In 1821 Gideon Mantell met Charles Lyell (1797-1875), a young Scotsman with a keen interest in geology. In 1828 he explored the volcanic region of the Auvergne, and then went to Mount Etna to gather supporting evidence for a theory of development he was developing and which he expounded in his popular and controversial Principles of Geology (1830-33). Uniformitarian theory stated that such as volcanic activity or the weathering effects of the sea, wind, or rain never change in intensity. This view excluded the idea that there might have been some intensely active epochs long ago when mountain ranges were built or continents rose up out of the sea; everything had happened gradually, and there was no room for an inexplicable catastrophe such as the Flood.

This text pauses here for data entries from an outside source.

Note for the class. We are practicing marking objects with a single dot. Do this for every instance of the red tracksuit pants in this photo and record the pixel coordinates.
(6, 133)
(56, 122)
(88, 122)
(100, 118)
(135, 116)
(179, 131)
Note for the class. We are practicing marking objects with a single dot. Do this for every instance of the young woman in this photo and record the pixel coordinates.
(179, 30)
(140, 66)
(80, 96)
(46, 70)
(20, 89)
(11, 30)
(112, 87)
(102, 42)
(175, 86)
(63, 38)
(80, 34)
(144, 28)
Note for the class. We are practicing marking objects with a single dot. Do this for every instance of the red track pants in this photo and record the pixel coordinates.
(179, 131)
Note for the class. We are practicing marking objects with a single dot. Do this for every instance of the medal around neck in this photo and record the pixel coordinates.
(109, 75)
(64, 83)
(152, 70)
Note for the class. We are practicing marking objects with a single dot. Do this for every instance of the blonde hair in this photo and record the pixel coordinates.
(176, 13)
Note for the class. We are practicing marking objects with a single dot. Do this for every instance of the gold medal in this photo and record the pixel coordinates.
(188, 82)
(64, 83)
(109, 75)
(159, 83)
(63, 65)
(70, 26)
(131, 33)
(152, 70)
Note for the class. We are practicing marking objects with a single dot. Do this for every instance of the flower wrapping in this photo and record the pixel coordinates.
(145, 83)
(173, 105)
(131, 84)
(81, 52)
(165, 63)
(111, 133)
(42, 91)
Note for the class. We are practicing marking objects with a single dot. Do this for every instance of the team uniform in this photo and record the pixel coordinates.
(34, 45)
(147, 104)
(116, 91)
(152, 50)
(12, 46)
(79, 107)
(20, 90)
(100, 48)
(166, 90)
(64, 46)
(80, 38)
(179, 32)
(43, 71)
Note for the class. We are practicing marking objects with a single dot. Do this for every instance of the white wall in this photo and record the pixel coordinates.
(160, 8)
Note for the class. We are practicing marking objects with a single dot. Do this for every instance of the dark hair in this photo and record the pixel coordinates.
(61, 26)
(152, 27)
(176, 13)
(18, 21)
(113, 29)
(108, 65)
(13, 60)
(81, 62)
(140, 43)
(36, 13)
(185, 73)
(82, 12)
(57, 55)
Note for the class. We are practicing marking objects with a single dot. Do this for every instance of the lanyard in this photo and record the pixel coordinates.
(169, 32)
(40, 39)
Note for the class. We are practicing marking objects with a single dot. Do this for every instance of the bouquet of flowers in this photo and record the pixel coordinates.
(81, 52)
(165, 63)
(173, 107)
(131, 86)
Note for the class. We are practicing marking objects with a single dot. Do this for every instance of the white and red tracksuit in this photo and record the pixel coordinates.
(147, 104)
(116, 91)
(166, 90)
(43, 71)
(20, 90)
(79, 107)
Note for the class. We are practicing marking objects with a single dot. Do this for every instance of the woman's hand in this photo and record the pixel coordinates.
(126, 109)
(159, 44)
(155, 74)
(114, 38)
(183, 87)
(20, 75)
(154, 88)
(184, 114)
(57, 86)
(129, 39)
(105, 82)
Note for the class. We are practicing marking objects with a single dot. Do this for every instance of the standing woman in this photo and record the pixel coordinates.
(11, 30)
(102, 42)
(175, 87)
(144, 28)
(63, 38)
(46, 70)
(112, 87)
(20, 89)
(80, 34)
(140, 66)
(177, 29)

The importance of Lyell’s work is that it effectually brought the whole realm of nature under the conception of developmental law. This development had no need for a theological underpinning. The earth was forever on the move but these moves were not necessarily going anywhere. Darwin was to say that Lyell’s book taught him to think about nature.

However Lyell believed in man’s uniqueness and the immutability of species (and attacked Lamarck ferociously for arguing for evolution) but he had come to the conclusion that the Mosaic chronology was ‘an incubus on our science’. In his presidential address to the Geological Society in 1831 Sedgwick put forward a compromise position – the flood was not a literal truth.

These scientific debates reached an even more popular audience when the journalist Robert Chambers published anonymously Vestiges of Creation (1844). He argued that organic forms had not been created in fixed groups at the beginning of the world but had chronologically progressed:
‘man, considered zoologically, and without regard to the distinct character assigned to him by theology, simply takes his place as the type of all types in the animal kingdom’.
This conclusion was fiercely attacked by the clergyman- scientists. Sedgwick: Chambers had ‘annulled all distinction between physical and moral’.

But the great lizards, named dinosaurs by the anatomist, Richard Owen (1804-92) in 1842 (from the Homeric word deinos, terrible, and sauros), had entered the popular imagination and Owen (undeservedly) became a hero. In 1850 he was presented to Prince Albert and served on the Great Exhibition Committee. When the Great Exhibition was relocated at Sydenham models of dinosaurs were displayed. At this stage many people believed that the dinosaurs must have been exterminated in the Flood - there was great reluctance to consider that they were much more ancient.